MacFarlane’s investigation found the VA handed out $2.7 million in bonus pay to top-level executives in 2011, including tens of thousands of dollars to top officials in Decatur in the past couple of years.
Records show former Atlanta VA Medical Center Director James Clark pocketed a $13,000 bonus in 2011 and another $17,000 worth of salary bonuses in 2010.
MacFarlane’s investigation found Charles Sepich, head of the VA’s Southeast Network, was given a $13,000 bonus even before his arrival in Georgia.
A former regional director, Lawrence Biro, received $18,000 in bonuses.
Those executives received those bonuses despite findings that the Atlanta VA management botched how it handled high-risk patients during roughly the same time period.
An audit showed two Atlanta veterans showing suicidal tendencies sought help, got lost in red tape and then killed themselves.
It’s also about the same time another person with a history of substance abuse was overlooked, overdosed and died.
The report said a mental health patient managed to roam free in the building for hours and injected testosterone around the same time as well.
MacFarlane’s investigation triggered a flood of emails and tweets across the country. The moratorium on executive bonuses would impact only officials in the Veterans Benefits Administration offices of the VA, and not necessarily affect veterans’ hospital managers.
“While I commend the VA for taking steps to eliminate the backlog and eliminating bonuses for executives, these policies should have been implemented long ago. More reforms are needed, such as eliminating the practice of official time and implementing audit recommendations. At a time when so many soldiers are returning from war, and in light of the recent deaths in Atlanta, the VA must prioritize veterans’ health and well-being above all else,” said Rep. Phil Gingrey, R-Georgia, in a an email statement to MacFarlane.
Rep. Jeff Miller, the chairman of the U.S. House Veterans Affairs Committee, which oversees the VA, said he’s also considering formal hearings to investigate what’s been happening in Decatur.
“It’s about time VA stopped rewarding employees and managers for falling behind. One can only wonder what effect this sort of policy may have had if VA had instituted it years ago,” Miller told MacFarlane.

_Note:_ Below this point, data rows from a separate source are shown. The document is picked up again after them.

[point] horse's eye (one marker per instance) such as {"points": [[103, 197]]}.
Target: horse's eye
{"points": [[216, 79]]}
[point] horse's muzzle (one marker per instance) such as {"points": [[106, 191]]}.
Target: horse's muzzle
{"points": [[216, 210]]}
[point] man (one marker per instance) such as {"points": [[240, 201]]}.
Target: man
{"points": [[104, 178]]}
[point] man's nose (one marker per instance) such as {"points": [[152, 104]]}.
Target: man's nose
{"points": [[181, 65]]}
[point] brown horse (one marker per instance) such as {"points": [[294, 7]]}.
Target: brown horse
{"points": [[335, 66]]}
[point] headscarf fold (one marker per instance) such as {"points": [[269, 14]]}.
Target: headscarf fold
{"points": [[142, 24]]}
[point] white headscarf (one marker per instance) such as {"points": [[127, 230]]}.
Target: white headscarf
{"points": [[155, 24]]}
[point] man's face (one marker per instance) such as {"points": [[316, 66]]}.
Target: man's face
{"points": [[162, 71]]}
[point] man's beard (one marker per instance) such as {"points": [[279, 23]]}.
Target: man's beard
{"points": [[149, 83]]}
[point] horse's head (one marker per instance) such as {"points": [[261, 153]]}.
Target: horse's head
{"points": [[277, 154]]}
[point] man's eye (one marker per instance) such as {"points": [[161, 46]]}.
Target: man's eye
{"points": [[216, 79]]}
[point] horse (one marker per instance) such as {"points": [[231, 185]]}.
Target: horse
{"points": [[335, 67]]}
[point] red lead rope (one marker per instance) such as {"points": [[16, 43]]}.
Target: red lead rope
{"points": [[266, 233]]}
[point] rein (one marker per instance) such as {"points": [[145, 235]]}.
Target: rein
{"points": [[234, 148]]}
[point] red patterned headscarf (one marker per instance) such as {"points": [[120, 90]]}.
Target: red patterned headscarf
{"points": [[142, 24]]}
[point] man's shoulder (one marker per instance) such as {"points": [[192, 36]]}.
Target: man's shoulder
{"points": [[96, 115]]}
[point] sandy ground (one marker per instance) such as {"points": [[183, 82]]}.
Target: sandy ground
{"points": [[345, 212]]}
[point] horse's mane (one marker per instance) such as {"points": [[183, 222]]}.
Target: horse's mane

The number of disability claims pending with the Department of Veterans Affairs is nearly 900,000, with more than 600,000 in the system for more than 125 days.

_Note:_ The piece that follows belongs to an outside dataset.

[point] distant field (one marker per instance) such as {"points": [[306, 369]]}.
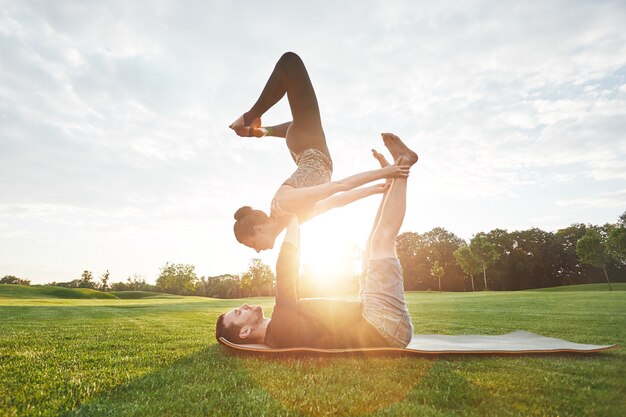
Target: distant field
{"points": [[620, 286], [157, 357], [47, 291], [133, 295]]}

The letter noted that the number of pending claims has grown by over 2,000 percent in the last four years despite a 40 percent increase in the VA’s budget over that time.
Veterans in some VA regional offices, including Baltimore, can wait a year or more to have their claims resolved
“Our veterans now need to hear from the President about how he plans to bring the number of veterans in the backlog to zero,” said Paul Rieckhoff, founder of Iraq and Afghanistan Veterans of America, which has called for the appointment of a presidential commission to examine the issue.
White House Chief of Staff Denis McDonough
Other veterans groups, including Veterans of Foreign Wars and the American Legion, oppose the creation of a commission, saying that the issue has been studied enough and that more action and fewer words are needed.
White House Chief of Staff Denis McDonough told reporters this month that Obama has made clearing out the backlog an administration priority. “Nobody is going to be more impatient about this than the guy we’re reporting to on a regular basis . . . the president,” he added.